Ahmad shows how beneath the drive for productivity is an assumption that all this is temporary; that we can ‘buckle down for a short stint until things get back to normal’. We see this as an interruption of ordinary business, a lacuna to be plugged according to the usual rules. We wait for the clock to begin to tick again, as it always has. So we bust a gut to produce, or beat ourselves up because we’re too distressed, exhausted, or beset by small crawling people to do so.

But in times of global crisis, Ahmad writes, ‘All of that is noise – denial and delusion. Denial only serves to delay the essential process of acceptance, which will allow us to reimagine ourselves in this new reality.’ So honour your straitened circumstances, she says. Attribute value to the care you give yourself and your loved ones. Once you have recaptured some sense of security and stability in your circumstances under lockdown, ‘The emotionally and spiritually sane response is to prepare to be forever changed.’ And to undergo change, we need a fundamental shift in how we think about productivity and time.

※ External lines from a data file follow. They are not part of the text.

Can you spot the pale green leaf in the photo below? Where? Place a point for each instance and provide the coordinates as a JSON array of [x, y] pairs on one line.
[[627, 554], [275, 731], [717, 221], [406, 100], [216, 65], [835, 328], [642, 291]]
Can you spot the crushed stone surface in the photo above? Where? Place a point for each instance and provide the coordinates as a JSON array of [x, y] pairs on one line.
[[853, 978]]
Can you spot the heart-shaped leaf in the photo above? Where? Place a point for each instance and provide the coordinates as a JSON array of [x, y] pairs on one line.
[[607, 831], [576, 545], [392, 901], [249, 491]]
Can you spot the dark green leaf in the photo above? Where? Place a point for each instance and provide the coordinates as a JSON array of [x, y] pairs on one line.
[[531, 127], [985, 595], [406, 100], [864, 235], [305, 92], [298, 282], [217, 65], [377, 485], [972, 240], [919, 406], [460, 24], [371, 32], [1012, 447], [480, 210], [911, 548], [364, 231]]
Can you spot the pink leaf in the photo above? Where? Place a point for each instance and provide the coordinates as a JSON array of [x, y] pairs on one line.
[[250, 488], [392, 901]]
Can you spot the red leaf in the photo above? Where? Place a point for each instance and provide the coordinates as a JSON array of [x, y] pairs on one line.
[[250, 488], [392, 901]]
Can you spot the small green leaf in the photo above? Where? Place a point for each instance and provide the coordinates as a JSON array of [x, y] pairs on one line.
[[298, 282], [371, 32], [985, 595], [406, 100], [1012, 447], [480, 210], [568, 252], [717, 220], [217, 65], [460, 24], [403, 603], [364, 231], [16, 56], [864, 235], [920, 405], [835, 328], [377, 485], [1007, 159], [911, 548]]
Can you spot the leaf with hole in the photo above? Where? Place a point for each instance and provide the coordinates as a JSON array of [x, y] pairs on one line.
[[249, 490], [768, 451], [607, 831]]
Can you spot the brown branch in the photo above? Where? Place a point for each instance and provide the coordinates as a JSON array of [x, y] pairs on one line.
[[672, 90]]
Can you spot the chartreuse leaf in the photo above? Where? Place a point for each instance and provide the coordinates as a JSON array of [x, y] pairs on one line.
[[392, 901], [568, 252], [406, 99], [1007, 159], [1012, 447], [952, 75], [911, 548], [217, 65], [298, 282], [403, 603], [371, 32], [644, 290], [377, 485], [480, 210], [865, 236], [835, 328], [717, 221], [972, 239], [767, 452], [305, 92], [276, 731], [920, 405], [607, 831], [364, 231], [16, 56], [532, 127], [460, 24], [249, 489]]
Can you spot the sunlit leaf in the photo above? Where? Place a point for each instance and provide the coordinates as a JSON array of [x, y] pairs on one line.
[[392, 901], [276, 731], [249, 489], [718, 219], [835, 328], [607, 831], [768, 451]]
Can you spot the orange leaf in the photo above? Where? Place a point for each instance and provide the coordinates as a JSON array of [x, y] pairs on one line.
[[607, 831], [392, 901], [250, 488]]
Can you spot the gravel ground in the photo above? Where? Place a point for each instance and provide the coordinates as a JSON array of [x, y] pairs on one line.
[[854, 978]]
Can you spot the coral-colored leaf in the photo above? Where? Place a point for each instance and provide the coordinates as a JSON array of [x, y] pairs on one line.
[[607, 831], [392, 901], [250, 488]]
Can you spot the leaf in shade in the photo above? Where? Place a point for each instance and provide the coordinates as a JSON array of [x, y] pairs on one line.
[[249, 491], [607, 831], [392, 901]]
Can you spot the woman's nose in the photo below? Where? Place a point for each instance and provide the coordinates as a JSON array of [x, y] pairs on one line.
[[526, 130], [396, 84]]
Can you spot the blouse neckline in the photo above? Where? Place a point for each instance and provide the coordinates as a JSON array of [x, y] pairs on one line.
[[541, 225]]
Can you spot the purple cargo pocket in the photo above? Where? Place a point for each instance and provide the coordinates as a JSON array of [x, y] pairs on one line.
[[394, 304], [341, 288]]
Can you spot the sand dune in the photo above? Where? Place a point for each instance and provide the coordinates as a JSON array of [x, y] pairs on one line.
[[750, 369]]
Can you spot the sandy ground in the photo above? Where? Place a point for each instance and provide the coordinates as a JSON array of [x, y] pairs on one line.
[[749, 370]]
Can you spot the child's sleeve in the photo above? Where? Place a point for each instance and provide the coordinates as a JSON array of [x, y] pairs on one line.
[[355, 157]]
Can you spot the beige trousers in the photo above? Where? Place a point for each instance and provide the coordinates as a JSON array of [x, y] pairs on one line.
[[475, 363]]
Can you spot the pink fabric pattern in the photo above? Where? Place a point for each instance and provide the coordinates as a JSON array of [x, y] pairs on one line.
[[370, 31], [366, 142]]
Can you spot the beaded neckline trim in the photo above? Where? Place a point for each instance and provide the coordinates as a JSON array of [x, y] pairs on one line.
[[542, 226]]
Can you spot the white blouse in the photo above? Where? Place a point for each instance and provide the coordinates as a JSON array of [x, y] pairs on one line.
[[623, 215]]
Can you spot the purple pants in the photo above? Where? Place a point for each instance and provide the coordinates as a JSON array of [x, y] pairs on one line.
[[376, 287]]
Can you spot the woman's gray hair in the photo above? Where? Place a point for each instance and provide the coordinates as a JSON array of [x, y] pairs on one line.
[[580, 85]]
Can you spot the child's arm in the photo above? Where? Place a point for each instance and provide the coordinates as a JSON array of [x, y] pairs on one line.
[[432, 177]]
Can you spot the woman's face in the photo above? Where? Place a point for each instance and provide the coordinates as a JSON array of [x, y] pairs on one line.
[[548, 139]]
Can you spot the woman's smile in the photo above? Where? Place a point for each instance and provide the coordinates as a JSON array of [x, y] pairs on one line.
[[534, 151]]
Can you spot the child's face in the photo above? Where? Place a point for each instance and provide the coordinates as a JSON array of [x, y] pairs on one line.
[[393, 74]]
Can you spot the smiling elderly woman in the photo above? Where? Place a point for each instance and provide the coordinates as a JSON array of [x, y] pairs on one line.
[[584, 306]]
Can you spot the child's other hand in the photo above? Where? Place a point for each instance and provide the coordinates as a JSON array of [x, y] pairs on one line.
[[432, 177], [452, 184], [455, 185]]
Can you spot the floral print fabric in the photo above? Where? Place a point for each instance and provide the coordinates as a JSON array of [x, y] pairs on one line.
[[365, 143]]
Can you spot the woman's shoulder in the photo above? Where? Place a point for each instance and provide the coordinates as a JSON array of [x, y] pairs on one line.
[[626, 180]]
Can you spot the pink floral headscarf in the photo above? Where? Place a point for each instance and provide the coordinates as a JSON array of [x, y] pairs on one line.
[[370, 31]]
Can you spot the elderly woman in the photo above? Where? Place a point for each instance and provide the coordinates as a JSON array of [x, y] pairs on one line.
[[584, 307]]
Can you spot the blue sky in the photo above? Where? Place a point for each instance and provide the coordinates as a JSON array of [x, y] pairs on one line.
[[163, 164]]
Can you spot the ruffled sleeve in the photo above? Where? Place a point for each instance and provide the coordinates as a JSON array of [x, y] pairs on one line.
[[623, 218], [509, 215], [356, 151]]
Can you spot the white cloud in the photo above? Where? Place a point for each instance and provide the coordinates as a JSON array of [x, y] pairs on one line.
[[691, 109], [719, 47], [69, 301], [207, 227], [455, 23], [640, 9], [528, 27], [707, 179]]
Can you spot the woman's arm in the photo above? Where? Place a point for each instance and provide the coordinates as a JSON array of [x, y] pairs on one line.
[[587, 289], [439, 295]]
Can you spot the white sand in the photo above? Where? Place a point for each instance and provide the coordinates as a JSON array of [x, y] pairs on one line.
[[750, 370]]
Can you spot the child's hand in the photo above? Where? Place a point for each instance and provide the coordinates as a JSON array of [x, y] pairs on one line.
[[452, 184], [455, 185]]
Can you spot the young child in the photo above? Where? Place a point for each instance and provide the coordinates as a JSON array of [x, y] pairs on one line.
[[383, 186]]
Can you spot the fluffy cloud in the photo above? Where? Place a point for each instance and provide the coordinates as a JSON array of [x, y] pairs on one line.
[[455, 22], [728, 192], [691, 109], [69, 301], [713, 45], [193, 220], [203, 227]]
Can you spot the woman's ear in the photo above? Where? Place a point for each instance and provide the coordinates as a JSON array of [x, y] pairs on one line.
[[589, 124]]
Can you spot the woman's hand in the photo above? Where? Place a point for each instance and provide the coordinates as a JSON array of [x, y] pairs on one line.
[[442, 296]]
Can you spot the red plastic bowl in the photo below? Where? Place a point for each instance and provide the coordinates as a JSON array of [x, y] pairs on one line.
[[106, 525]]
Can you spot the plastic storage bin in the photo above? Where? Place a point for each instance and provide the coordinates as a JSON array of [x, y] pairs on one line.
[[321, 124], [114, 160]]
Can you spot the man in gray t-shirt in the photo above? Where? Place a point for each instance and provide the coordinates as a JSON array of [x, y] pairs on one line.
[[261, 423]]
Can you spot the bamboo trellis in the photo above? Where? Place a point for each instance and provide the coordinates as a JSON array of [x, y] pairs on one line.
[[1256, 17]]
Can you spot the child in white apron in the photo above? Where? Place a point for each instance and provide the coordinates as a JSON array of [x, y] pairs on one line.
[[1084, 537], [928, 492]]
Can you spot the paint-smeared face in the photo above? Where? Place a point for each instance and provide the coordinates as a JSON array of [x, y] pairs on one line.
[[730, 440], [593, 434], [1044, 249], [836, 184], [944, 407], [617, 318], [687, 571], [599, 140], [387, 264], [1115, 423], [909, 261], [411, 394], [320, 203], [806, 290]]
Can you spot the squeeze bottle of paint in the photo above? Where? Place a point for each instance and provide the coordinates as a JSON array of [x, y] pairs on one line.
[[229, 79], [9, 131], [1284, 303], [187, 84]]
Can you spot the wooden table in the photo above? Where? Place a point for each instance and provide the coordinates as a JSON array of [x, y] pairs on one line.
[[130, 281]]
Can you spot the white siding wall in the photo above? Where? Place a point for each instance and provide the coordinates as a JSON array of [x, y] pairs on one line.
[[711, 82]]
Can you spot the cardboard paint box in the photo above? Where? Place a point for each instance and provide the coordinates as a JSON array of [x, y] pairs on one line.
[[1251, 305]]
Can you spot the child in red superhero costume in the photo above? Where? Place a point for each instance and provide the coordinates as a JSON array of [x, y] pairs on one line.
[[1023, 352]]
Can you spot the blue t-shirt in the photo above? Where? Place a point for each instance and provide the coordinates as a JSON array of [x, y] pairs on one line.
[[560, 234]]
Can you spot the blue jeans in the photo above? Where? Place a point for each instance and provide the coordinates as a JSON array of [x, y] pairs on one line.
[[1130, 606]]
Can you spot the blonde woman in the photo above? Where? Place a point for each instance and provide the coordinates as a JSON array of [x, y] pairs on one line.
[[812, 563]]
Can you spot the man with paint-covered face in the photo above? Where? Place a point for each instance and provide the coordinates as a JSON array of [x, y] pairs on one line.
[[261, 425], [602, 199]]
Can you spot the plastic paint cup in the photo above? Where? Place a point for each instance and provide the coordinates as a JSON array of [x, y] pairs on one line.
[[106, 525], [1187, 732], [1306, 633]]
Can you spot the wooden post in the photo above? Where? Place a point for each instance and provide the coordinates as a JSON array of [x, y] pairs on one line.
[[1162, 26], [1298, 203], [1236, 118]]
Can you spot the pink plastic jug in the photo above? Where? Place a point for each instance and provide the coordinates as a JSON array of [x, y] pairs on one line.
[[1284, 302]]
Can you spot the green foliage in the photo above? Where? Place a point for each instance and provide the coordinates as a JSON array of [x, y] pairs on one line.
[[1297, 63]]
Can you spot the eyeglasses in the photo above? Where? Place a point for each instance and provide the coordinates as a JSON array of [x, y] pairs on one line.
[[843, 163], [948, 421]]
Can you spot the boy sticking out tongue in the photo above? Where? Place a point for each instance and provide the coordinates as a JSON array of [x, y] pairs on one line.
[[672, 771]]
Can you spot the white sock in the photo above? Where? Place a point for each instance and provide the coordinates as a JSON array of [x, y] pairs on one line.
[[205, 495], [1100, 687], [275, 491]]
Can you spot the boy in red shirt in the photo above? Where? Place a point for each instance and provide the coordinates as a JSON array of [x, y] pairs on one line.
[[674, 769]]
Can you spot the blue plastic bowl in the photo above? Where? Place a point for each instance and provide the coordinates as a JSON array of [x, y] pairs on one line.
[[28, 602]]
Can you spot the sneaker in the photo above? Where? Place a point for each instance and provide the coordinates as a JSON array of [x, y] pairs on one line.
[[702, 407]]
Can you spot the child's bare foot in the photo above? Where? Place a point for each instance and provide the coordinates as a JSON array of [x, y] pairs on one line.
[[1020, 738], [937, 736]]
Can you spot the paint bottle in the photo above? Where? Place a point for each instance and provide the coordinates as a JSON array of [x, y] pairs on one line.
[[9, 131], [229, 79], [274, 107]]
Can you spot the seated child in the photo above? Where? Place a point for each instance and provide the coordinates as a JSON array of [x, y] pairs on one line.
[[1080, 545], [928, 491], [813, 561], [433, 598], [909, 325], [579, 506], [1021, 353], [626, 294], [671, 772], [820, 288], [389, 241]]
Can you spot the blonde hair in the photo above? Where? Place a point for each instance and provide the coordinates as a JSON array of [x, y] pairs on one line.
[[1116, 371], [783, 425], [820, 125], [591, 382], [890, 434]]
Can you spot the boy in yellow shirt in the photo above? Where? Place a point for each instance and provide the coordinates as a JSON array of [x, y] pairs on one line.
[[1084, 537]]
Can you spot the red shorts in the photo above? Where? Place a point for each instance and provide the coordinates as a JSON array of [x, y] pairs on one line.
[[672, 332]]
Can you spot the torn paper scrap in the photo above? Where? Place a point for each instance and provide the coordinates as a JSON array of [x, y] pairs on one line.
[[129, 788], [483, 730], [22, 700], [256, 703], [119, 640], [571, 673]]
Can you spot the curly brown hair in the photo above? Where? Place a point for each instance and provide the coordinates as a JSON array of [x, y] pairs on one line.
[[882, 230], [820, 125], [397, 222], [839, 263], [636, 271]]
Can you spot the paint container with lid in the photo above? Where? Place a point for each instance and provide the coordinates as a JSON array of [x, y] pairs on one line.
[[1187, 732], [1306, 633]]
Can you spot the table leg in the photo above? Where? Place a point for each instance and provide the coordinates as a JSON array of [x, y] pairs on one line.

With this in mind, this week’s suggested practice is a twenty-minute sitting meditation in which you can simply sit, be, and allow your mind to be as it will. We need not ‘achieve’ anything in meditation. There are no targets, and no spreadsheets to track our progress. Mindfulness is only ever about gentle, curious awareness of what is actually here. We don’t need to clear the mind, or become calm; we need simply honour things as they are, moment by moment. So acknowledge your mind’s sense of busyness and urgency, see it clearly, know that it’s understandable, and come back to the breath; note your fears and preoccupations, with gentleness. Listen to sounds, the chatter of your own mind, the landscape of sensation in the body. Attend to what is really here, and in so doing, know that this is not ducking out of reality, but rather turning towards it.

When we turn towards what is real and present, we move forward on solid ground. So this week, begin to make mental space around the edges of your to-do list. Notice when you are lost in mission productivity, and begin to experiment with something a little different.

To finish with Ahmad, Be slow. Let this distract you. Let it change how you think and how you see the world. Because the world is our work.’